Umbrella fund structures are a form of investment fund that makes it possible to combine several individual funds under one umbrella. The difference between an umbrella fund and a fund of funds is that the sub-funds of an umbrella fund are always managed by the same investment company.
Summary of umbrella funds
Diversity of funds
An umbrella fund consists of several sub-funds (also known as sub-funds or segments), each of which may have different investment strategies, assets or investment objectives.
All sub-funds within an umbrella fund are managed by the same fund management company. This allows for efficient management and use of resources.
Separate legal entities
Each sub-fund of an umbrella fund is a separate legal entity, which means that losses or gains of one sub-fund are not transferred to others.
Pooling of resources and joint management can reduce costs and take advantage of economies of scale.
Advantages of umbrella funds
Investors can invest in different investment strategies and assets by acquiring units in different sub-funds of the same umbrella fund. This enables a broader spread of risk.
Efficiency and flexibility
The structure allows fund managers to change investment portfolios or create new sub-funds to adapt to market conditions or investor needs without having to set up a separate fund.
For investors, administration can be made easier as they can hold different investment strategies within a single fund, which can mean less administrative work.
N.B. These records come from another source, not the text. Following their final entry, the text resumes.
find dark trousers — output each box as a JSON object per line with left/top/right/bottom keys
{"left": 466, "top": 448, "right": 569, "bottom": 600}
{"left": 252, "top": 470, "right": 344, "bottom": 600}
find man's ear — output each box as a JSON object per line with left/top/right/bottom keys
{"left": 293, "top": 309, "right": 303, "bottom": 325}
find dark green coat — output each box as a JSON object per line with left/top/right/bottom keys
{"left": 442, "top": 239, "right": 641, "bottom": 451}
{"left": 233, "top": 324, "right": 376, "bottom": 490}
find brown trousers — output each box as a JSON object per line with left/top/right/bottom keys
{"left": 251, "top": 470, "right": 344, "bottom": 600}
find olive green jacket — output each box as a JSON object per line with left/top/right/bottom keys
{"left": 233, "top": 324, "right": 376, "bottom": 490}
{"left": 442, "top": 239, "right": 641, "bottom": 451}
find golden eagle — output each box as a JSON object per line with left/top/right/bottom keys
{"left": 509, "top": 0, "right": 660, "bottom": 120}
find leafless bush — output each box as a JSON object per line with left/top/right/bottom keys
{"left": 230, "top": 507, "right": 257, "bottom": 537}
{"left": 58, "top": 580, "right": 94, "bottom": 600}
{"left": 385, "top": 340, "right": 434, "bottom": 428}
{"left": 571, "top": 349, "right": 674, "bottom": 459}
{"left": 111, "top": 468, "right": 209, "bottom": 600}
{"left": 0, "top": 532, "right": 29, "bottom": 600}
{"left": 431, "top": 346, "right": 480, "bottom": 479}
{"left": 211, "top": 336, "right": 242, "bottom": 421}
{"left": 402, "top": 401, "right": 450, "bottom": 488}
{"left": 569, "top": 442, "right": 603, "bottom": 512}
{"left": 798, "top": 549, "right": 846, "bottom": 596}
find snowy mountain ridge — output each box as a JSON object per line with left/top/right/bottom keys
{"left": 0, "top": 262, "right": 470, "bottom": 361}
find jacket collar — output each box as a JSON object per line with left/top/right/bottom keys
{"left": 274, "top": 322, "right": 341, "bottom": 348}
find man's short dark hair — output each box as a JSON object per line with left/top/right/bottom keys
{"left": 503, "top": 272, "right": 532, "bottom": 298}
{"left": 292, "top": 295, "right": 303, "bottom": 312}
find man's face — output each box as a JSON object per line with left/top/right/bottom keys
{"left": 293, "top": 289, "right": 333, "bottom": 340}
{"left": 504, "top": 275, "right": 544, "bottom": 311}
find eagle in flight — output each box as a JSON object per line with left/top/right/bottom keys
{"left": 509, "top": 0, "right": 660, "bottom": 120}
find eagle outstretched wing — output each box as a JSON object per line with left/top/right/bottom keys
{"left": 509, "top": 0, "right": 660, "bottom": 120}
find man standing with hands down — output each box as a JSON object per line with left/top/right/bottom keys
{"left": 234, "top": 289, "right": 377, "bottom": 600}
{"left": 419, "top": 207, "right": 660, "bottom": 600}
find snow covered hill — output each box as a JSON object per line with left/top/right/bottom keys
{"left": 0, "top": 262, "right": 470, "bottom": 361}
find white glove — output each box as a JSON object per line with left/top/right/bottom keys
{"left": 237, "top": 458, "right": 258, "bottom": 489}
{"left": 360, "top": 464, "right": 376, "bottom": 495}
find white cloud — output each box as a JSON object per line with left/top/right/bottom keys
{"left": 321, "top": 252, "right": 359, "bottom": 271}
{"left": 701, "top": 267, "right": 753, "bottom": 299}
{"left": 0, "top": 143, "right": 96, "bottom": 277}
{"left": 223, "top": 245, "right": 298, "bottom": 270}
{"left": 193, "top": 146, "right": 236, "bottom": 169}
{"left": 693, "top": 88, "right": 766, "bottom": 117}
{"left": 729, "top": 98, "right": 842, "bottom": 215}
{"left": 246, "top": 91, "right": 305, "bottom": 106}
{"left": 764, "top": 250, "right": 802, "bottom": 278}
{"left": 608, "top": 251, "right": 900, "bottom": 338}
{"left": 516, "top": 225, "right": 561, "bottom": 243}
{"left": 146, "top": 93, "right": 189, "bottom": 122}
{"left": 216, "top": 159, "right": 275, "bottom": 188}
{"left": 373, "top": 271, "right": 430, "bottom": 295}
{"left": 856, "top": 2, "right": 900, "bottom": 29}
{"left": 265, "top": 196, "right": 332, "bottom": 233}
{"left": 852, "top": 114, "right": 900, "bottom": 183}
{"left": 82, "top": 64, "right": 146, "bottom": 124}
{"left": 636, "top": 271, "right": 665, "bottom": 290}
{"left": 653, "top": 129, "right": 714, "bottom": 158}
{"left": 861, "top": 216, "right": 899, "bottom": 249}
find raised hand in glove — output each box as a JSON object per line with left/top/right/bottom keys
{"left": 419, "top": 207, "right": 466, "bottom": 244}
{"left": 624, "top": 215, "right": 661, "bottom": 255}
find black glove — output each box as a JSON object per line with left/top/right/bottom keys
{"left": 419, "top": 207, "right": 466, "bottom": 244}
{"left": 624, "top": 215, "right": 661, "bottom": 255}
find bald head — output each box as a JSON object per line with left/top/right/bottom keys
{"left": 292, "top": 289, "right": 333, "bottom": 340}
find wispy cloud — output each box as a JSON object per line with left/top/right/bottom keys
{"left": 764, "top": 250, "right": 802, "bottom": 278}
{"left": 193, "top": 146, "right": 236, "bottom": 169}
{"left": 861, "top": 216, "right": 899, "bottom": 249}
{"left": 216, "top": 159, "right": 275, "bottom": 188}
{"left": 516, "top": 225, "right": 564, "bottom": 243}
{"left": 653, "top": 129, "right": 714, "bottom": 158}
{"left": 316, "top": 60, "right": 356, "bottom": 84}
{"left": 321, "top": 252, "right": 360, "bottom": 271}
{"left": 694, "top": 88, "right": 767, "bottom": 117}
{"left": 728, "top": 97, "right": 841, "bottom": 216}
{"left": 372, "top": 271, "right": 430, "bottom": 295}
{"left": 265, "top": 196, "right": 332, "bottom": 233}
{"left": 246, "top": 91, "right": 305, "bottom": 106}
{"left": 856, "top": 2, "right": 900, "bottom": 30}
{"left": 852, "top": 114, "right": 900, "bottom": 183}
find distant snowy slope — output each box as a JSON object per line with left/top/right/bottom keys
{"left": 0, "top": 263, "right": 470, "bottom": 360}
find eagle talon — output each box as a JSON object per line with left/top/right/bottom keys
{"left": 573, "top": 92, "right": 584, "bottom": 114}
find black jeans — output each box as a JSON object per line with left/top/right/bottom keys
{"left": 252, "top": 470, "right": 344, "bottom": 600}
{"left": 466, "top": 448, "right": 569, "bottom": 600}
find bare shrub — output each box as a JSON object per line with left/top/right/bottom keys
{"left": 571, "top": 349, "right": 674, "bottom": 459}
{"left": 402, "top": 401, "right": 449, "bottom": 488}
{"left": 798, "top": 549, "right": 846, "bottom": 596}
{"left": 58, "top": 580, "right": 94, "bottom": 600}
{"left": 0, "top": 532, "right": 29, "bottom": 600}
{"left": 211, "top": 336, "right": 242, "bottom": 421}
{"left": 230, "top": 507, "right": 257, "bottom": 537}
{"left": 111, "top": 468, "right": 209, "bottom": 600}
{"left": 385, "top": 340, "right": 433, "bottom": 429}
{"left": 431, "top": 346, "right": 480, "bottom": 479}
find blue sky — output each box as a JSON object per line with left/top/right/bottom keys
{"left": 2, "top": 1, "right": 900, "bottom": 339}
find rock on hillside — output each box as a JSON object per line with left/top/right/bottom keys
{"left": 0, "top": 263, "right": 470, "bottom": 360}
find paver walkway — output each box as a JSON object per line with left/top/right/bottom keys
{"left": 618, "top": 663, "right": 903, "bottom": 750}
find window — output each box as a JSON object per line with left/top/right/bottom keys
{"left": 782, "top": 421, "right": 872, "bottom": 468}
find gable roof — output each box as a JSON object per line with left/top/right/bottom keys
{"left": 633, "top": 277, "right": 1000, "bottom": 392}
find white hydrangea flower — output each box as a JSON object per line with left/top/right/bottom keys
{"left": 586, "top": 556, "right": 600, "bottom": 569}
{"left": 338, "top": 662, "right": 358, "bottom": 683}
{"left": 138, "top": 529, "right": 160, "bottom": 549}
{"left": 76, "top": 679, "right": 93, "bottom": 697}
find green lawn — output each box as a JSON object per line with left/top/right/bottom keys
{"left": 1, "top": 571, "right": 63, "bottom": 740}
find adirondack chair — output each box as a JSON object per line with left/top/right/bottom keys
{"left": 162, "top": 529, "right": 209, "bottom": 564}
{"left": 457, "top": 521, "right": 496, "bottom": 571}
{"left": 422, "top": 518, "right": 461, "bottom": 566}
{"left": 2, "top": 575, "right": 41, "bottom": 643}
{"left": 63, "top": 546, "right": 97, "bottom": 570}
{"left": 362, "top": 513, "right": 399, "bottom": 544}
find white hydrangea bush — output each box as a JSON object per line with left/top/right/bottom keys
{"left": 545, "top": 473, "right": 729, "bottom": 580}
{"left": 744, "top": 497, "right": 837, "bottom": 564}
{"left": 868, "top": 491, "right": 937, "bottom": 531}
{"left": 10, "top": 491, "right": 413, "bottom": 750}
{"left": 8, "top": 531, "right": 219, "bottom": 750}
By sharing resources and managing multiple sub-funds under one umbrella, costs can be reduced, potentially leading to lower fees for investors.
Depending on tax law, umbrella fund structures may offer certain tax advantages, particularly in relation to the taxation of capital gains.
Umbrella fund structures offer an attractive way for asset managers to implement their investment strategy quickly and flexibly, while benefiting from efficiency and strong cost advantages.